The general idea was to cut a rectangle that would be flat enough for the shapes I actually needed:
They’re grips for a set of Blockface printing shapes. The alert reader will note the rectangle sits atop three spikes, not the usual four; it was flat enough for the purpose, not actually flat.
The OMTech laser claims to be 60 W, but has an over-amped 50 W tube that’s barely adequate for the task. The cuts required two passes:
- 5 mm/s @ 90% cuts almost all the way through
- 10 mm/s @ 90% clears the cut enough to have some shapes drop out and the others be easily pushed through
Cranking the tube current that high isn’t recommended practice, either, but sometimes ya gotta do what ya gotta do.

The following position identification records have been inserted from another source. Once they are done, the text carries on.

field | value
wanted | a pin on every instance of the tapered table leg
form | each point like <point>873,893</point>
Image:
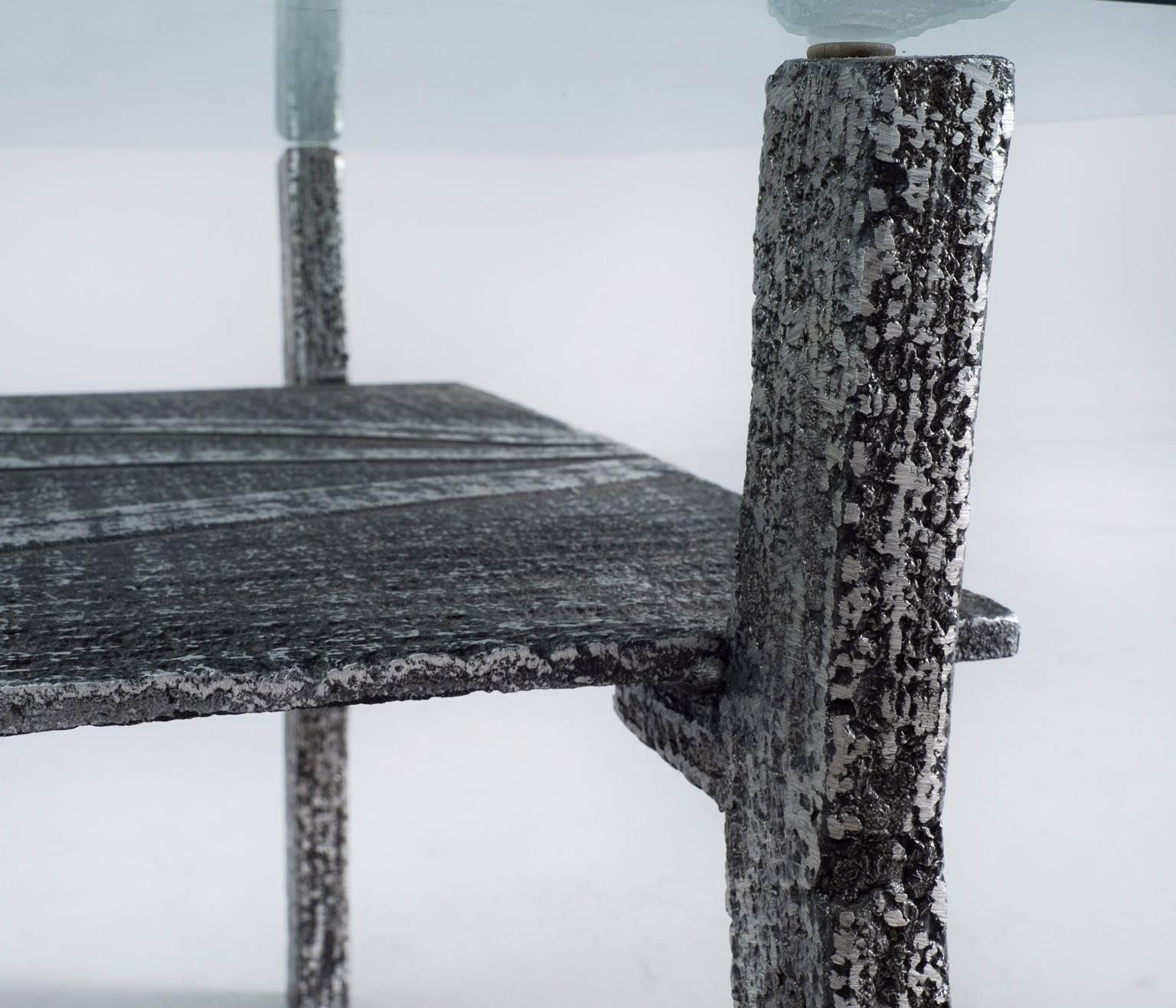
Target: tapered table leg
<point>316,834</point>
<point>315,353</point>
<point>877,206</point>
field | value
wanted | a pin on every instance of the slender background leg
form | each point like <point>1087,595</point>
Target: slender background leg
<point>309,114</point>
<point>316,817</point>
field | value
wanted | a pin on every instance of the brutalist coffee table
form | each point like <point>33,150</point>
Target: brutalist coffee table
<point>790,651</point>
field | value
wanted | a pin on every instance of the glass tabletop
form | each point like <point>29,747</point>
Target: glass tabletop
<point>513,76</point>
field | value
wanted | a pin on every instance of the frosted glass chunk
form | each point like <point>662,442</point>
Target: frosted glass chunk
<point>875,20</point>
<point>309,70</point>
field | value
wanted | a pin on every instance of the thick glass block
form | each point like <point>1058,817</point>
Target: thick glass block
<point>875,20</point>
<point>309,83</point>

All’s well that ends well, though:
I also cut the Blockface shapes from double-faced adhesive foam and stamp pad rubber:
To my utter astonishment, the rubber cuts did not smell like a tire fire and the neighbors did not rise up in arms.
I cut several sets of grips / foam / rubber and sent them off for final assembly. The recipient seems delighted with the results and has been hand-printing up a storm.
Given that you changed the speed (and assuming you used Lightburn), what workflow did you use for the two cuts. Ed?
Did you send the same pattern as two separate jobs? Or is there a secret setting that I am unaware of that allows for a different speed on the second pass?
It’s done with two Sub-Layers:
https://docs.lightburnsoftware.com/UI/CutSettings/index.html#sub-layers
I haven’t had much occasion to use sub-layers, but they’re intended to do exactly what I needed.
Ahh, brilliant! Thanks very much. I’ll get onto using them!